Wie der Verwaltungsgerichtshof in ständiger Rechtsprechung dargetan hat, hat die Partei im Hinblick auf die Befristung des Wiedereinsetzungsantrages innerhalb der gesetzlichen Frist alle Wiedereinsetzungsgründe vorzubringen und glaubhaft zu machen. Es ist nicht Sache der Behörde, tatsächliche Umstände zu erheben, die einen Wiedereinsetzungsgrund bilden könnten. Die Partei bleibt an den im Antrag vorgebrachten Wiedereinsetzungsgrund gebunden. Eine Auswechslung dieses Grundes im Berufungsverfahren ist rechtlich unzulässig (vgl. die in Hauer-Leukauf, Handbuch des österreichischen Verwaltungsverfahrens, 4. Auflage, S. 634, zitierte hg. Rechtsprechung).
Die belangte Behörde ging - ebenso wie der Beschwerdeführer in seiner Beschwerde - im Hinblick auf die Zustellung der Strafverfügung am 2. Jänner 1992 von einem Ende der Einspruchsfrist am 16. Jänner 1992 aus. Demgegenüber machte der Beschwerdeführer als Wiedereinsetzungsgrund geltend, durch verschiedene, seiner Meinung nach gesetzwidrige Maßnahmen des Strafvollzuges gehindert gewesen zu sein, am 17. Jänner 1992 seine Frau zu ersuchen, "dies" (gemeint offenbar: den Auftrag zur Erhebung eines Einspruches gegen die Strafverfügung) einem Anwalt zu geben. Dieses Vorbringen, das entsprechend der oben dargestellten Rechtslage allein den Gegenstand der behördlichen Prüfung im Rahmen des Verfahrens über den Wiedereinsetzungsantrag zu bilden hatte, ist selbst bei dessen Zutreffen nicht geeignet, die begehrte Wiedereinsetzung zu begründen. Denn es ist undenkbar, daß der Beschwerdeführer durch ein erst nach Ablauf der Frist wirksam gewordenes Hindernis an der Einhaltung dieser Frist gehindert wurde.
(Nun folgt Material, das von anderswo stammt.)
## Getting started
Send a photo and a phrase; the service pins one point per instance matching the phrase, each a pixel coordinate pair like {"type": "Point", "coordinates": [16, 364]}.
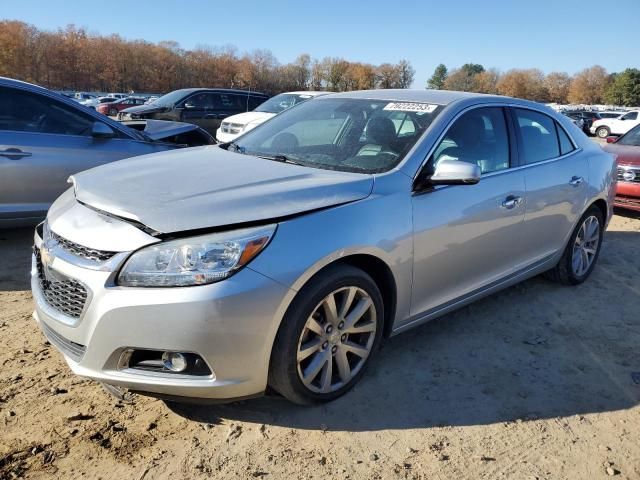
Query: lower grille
{"type": "Point", "coordinates": [66, 296]}
{"type": "Point", "coordinates": [73, 350]}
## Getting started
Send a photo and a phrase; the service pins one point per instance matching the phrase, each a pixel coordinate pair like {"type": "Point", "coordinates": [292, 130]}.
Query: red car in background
{"type": "Point", "coordinates": [112, 109]}
{"type": "Point", "coordinates": [627, 149]}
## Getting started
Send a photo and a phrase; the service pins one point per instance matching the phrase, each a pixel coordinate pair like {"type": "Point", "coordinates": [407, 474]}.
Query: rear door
{"type": "Point", "coordinates": [468, 236]}
{"type": "Point", "coordinates": [42, 142]}
{"type": "Point", "coordinates": [556, 178]}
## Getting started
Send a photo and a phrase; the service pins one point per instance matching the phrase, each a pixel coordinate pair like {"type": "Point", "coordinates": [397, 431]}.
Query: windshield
{"type": "Point", "coordinates": [345, 134]}
{"type": "Point", "coordinates": [281, 102]}
{"type": "Point", "coordinates": [170, 98]}
{"type": "Point", "coordinates": [632, 137]}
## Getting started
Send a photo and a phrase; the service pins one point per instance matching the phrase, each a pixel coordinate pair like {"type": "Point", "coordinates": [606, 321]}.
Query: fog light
{"type": "Point", "coordinates": [174, 361]}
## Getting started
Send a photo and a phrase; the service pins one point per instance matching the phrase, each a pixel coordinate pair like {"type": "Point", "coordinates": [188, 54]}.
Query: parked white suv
{"type": "Point", "coordinates": [234, 126]}
{"type": "Point", "coordinates": [615, 126]}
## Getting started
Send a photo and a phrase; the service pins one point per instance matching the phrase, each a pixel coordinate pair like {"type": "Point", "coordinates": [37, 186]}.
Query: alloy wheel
{"type": "Point", "coordinates": [585, 246]}
{"type": "Point", "coordinates": [336, 340]}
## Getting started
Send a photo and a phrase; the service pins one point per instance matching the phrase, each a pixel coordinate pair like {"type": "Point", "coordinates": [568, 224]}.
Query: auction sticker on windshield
{"type": "Point", "coordinates": [410, 107]}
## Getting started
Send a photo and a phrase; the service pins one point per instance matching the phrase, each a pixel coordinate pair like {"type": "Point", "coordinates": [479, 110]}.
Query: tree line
{"type": "Point", "coordinates": [593, 85]}
{"type": "Point", "coordinates": [72, 58]}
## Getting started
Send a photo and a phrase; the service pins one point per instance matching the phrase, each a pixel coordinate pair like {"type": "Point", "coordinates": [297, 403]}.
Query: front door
{"type": "Point", "coordinates": [468, 236]}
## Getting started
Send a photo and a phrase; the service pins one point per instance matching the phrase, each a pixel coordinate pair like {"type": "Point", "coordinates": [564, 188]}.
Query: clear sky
{"type": "Point", "coordinates": [564, 35]}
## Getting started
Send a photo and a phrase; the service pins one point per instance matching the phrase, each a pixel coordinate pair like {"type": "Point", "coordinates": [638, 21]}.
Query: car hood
{"type": "Point", "coordinates": [144, 109]}
{"type": "Point", "coordinates": [627, 154]}
{"type": "Point", "coordinates": [206, 187]}
{"type": "Point", "coordinates": [158, 130]}
{"type": "Point", "coordinates": [249, 117]}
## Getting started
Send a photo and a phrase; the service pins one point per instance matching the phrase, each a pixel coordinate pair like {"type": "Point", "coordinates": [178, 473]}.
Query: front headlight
{"type": "Point", "coordinates": [195, 260]}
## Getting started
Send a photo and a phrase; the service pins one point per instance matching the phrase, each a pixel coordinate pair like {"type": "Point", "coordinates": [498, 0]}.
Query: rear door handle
{"type": "Point", "coordinates": [14, 153]}
{"type": "Point", "coordinates": [512, 201]}
{"type": "Point", "coordinates": [575, 181]}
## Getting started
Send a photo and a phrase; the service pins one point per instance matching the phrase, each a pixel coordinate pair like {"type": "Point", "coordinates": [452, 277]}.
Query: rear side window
{"type": "Point", "coordinates": [565, 142]}
{"type": "Point", "coordinates": [479, 136]}
{"type": "Point", "coordinates": [538, 135]}
{"type": "Point", "coordinates": [231, 102]}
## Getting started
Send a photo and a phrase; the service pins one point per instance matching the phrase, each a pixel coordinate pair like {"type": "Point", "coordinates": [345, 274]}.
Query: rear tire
{"type": "Point", "coordinates": [328, 336]}
{"type": "Point", "coordinates": [581, 253]}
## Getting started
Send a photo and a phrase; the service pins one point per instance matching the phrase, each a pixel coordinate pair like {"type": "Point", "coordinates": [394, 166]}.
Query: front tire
{"type": "Point", "coordinates": [603, 132]}
{"type": "Point", "coordinates": [582, 251]}
{"type": "Point", "coordinates": [327, 337]}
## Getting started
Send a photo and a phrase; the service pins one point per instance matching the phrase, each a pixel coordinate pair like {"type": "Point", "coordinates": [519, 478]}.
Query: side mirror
{"type": "Point", "coordinates": [455, 172]}
{"type": "Point", "coordinates": [102, 130]}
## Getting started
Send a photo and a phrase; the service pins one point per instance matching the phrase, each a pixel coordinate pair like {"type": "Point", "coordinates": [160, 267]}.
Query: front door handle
{"type": "Point", "coordinates": [575, 181]}
{"type": "Point", "coordinates": [512, 201]}
{"type": "Point", "coordinates": [14, 153]}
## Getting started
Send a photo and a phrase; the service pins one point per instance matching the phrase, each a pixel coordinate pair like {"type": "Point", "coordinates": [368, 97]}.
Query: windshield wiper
{"type": "Point", "coordinates": [281, 158]}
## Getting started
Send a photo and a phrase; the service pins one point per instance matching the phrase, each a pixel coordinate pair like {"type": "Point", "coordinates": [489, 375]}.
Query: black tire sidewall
{"type": "Point", "coordinates": [568, 257]}
{"type": "Point", "coordinates": [283, 372]}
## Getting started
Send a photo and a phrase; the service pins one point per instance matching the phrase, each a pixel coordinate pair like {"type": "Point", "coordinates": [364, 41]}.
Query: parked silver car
{"type": "Point", "coordinates": [285, 258]}
{"type": "Point", "coordinates": [45, 137]}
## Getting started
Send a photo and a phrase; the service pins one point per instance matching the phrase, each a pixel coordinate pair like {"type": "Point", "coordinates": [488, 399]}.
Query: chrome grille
{"type": "Point", "coordinates": [67, 296]}
{"type": "Point", "coordinates": [81, 250]}
{"type": "Point", "coordinates": [628, 170]}
{"type": "Point", "coordinates": [73, 350]}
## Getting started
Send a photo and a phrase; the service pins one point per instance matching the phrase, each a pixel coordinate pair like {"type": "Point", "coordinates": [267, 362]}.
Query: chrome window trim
{"type": "Point", "coordinates": [577, 148]}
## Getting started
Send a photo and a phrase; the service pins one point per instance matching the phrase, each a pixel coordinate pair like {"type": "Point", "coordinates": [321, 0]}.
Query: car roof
{"type": "Point", "coordinates": [303, 92]}
{"type": "Point", "coordinates": [219, 90]}
{"type": "Point", "coordinates": [440, 97]}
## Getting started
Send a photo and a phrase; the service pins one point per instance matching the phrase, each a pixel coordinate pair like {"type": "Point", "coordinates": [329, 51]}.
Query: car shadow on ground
{"type": "Point", "coordinates": [536, 350]}
{"type": "Point", "coordinates": [15, 259]}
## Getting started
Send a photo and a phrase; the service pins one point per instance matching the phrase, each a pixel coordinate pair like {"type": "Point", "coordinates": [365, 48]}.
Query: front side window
{"type": "Point", "coordinates": [281, 102]}
{"type": "Point", "coordinates": [538, 135]}
{"type": "Point", "coordinates": [252, 102]}
{"type": "Point", "coordinates": [345, 134]}
{"type": "Point", "coordinates": [203, 101]}
{"type": "Point", "coordinates": [28, 112]}
{"type": "Point", "coordinates": [479, 136]}
{"type": "Point", "coordinates": [632, 137]}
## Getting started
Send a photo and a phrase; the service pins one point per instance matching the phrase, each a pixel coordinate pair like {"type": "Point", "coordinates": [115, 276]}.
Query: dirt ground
{"type": "Point", "coordinates": [538, 382]}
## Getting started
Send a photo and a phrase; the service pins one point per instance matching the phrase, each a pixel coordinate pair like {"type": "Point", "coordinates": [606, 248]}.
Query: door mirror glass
{"type": "Point", "coordinates": [102, 130]}
{"type": "Point", "coordinates": [455, 172]}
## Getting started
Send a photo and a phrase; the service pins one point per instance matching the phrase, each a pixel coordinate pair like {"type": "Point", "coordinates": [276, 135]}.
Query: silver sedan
{"type": "Point", "coordinates": [45, 137]}
{"type": "Point", "coordinates": [283, 259]}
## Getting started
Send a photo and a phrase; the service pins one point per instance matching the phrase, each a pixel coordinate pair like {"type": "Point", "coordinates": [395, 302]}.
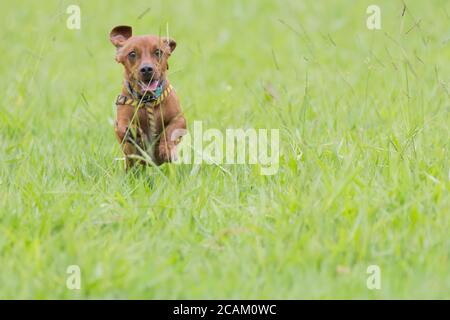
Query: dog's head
{"type": "Point", "coordinates": [144, 57]}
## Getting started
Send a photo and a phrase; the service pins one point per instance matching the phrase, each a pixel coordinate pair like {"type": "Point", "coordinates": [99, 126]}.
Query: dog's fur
{"type": "Point", "coordinates": [150, 51]}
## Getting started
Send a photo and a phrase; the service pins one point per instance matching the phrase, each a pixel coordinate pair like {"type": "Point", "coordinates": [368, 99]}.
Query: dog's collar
{"type": "Point", "coordinates": [138, 102]}
{"type": "Point", "coordinates": [149, 96]}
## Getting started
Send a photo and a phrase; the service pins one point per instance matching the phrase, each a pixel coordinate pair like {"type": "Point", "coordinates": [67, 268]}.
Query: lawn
{"type": "Point", "coordinates": [363, 174]}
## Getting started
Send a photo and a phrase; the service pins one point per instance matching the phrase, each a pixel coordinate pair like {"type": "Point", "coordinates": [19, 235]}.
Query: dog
{"type": "Point", "coordinates": [149, 118]}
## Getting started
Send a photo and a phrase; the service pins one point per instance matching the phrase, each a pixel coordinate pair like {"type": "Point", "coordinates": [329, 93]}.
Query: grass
{"type": "Point", "coordinates": [364, 166]}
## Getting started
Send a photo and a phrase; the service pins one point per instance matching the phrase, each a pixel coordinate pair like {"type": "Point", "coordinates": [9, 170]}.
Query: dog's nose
{"type": "Point", "coordinates": [146, 70]}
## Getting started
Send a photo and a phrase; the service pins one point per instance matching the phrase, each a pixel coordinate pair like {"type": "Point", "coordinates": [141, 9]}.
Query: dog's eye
{"type": "Point", "coordinates": [132, 55]}
{"type": "Point", "coordinates": [158, 53]}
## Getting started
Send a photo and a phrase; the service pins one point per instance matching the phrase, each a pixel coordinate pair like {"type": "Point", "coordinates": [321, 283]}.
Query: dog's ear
{"type": "Point", "coordinates": [171, 43]}
{"type": "Point", "coordinates": [119, 35]}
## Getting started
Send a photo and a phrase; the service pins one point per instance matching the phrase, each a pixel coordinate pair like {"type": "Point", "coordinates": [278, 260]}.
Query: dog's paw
{"type": "Point", "coordinates": [168, 152]}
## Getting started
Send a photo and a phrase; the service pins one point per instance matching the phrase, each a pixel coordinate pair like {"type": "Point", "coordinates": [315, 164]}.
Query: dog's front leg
{"type": "Point", "coordinates": [170, 137]}
{"type": "Point", "coordinates": [125, 115]}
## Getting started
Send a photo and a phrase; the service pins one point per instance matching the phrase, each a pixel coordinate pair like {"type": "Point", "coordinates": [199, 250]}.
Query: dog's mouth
{"type": "Point", "coordinates": [148, 86]}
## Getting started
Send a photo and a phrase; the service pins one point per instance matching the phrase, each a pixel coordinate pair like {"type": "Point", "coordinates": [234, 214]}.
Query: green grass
{"type": "Point", "coordinates": [364, 167]}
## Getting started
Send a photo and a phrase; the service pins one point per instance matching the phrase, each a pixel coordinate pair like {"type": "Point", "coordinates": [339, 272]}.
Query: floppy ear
{"type": "Point", "coordinates": [171, 43]}
{"type": "Point", "coordinates": [119, 35]}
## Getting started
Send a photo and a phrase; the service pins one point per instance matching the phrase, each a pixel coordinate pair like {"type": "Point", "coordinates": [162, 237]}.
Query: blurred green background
{"type": "Point", "coordinates": [364, 171]}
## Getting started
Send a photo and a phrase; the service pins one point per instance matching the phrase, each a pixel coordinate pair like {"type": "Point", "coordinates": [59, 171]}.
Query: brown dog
{"type": "Point", "coordinates": [149, 117]}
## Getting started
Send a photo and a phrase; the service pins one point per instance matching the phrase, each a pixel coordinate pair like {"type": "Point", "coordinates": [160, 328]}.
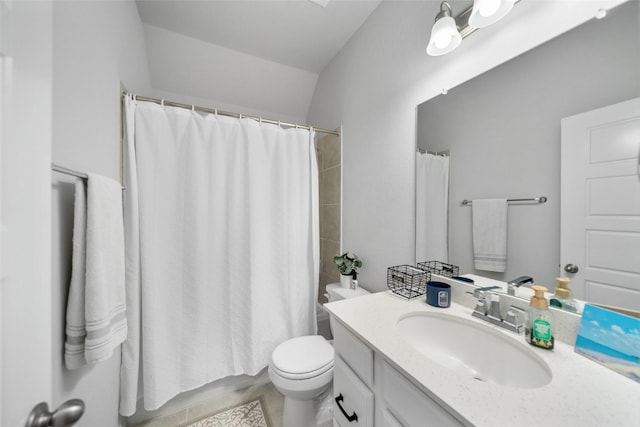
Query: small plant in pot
{"type": "Point", "coordinates": [347, 265]}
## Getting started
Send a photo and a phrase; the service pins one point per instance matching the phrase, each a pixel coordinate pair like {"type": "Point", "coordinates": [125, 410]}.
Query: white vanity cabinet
{"type": "Point", "coordinates": [371, 392]}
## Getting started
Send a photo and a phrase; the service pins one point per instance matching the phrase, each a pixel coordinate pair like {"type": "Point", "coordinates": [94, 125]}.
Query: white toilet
{"type": "Point", "coordinates": [302, 368]}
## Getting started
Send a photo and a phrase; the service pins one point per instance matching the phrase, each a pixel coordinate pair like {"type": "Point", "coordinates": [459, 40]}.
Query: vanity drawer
{"type": "Point", "coordinates": [411, 406]}
{"type": "Point", "coordinates": [388, 420]}
{"type": "Point", "coordinates": [352, 399]}
{"type": "Point", "coordinates": [354, 352]}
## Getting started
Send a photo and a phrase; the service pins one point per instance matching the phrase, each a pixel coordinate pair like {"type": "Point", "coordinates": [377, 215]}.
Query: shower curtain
{"type": "Point", "coordinates": [222, 258]}
{"type": "Point", "coordinates": [432, 207]}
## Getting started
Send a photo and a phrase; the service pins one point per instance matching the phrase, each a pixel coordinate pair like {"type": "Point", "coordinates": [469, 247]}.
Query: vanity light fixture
{"type": "Point", "coordinates": [444, 34]}
{"type": "Point", "coordinates": [448, 31]}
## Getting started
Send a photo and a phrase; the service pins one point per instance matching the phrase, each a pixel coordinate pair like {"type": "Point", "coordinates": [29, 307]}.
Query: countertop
{"type": "Point", "coordinates": [581, 392]}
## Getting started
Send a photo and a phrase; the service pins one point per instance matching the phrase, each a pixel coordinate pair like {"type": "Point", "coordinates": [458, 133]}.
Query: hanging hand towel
{"type": "Point", "coordinates": [490, 234]}
{"type": "Point", "coordinates": [96, 321]}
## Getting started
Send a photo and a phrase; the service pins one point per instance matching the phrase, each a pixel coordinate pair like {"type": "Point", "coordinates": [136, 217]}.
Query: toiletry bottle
{"type": "Point", "coordinates": [539, 329]}
{"type": "Point", "coordinates": [562, 297]}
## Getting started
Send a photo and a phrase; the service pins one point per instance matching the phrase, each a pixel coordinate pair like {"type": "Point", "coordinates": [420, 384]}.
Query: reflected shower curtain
{"type": "Point", "coordinates": [432, 207]}
{"type": "Point", "coordinates": [222, 259]}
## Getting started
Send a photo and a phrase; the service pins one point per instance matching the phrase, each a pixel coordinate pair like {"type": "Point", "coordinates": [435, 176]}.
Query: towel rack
{"type": "Point", "coordinates": [541, 199]}
{"type": "Point", "coordinates": [72, 172]}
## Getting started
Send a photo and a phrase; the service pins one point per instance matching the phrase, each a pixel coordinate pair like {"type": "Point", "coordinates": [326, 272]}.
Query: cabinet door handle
{"type": "Point", "coordinates": [350, 418]}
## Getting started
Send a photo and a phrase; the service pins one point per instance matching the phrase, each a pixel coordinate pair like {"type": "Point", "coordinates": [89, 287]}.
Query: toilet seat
{"type": "Point", "coordinates": [302, 357]}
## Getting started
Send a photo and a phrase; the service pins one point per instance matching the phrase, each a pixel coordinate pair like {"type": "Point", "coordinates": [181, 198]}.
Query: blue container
{"type": "Point", "coordinates": [439, 294]}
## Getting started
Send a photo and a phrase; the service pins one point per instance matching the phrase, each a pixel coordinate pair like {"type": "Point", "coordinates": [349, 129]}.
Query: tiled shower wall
{"type": "Point", "coordinates": [330, 173]}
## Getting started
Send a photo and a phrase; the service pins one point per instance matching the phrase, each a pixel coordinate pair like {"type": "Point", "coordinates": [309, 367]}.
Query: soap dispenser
{"type": "Point", "coordinates": [562, 297]}
{"type": "Point", "coordinates": [539, 328]}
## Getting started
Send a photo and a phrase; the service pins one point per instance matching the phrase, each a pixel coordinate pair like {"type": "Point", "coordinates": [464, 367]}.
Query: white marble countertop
{"type": "Point", "coordinates": [581, 392]}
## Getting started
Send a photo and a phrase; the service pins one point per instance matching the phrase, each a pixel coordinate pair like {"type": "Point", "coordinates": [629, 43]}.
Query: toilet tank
{"type": "Point", "coordinates": [335, 292]}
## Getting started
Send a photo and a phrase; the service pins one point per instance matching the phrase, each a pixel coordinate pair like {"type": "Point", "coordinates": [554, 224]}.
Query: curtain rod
{"type": "Point", "coordinates": [541, 199]}
{"type": "Point", "coordinates": [229, 114]}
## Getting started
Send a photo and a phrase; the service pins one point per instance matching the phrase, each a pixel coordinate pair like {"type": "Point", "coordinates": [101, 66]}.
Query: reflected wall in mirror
{"type": "Point", "coordinates": [502, 130]}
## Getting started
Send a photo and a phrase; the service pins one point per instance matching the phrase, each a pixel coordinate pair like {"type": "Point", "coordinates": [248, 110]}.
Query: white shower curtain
{"type": "Point", "coordinates": [222, 247]}
{"type": "Point", "coordinates": [432, 207]}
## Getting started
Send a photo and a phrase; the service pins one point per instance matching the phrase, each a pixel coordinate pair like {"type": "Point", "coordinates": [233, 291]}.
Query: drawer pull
{"type": "Point", "coordinates": [350, 418]}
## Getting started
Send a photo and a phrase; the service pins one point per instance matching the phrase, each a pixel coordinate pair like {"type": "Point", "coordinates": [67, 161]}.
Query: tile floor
{"type": "Point", "coordinates": [272, 399]}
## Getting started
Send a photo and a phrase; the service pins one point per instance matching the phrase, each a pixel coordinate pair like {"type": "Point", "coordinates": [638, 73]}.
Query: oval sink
{"type": "Point", "coordinates": [473, 349]}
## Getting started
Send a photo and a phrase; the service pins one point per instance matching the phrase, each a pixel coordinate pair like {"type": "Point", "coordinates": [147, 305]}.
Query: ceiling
{"type": "Point", "coordinates": [298, 33]}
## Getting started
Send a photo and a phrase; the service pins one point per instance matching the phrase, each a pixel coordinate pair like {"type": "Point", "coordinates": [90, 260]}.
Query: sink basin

Daß aber der Beschwerdeführer durch die in seinem Wiedereinsetzungsantrag genannten Umstände gehindert gewesen wäre, schon vor dem 17. Jänner 1992 den Einspruch gegen die Strafverfügung zu erheben, kann seinem allein maßgeblichen Vorbringen im Wiedereinsetzungsantrag nicht entnommen werden.
Da sich die Abweisung des Wiedereinsetzungsantrages durch die belangte Behörde schon auf Grund dieser Erwägungen als frei von Rechtsirrtum erweist, erübrigt es sich, auf das Beschwerdevorbringen einzugehen. Die Beschwerde war vielmehr gemäß § 42 Abs. 1 VwGG als unbegründet abzuweisen.
Die Entscheidung über den Aufwandersatz gründet sich auf die §§ 47 ff VwGG in Verbindung mit Art. I und III Abs. 2 der Verordnung BGBl. Nr. 416/1994.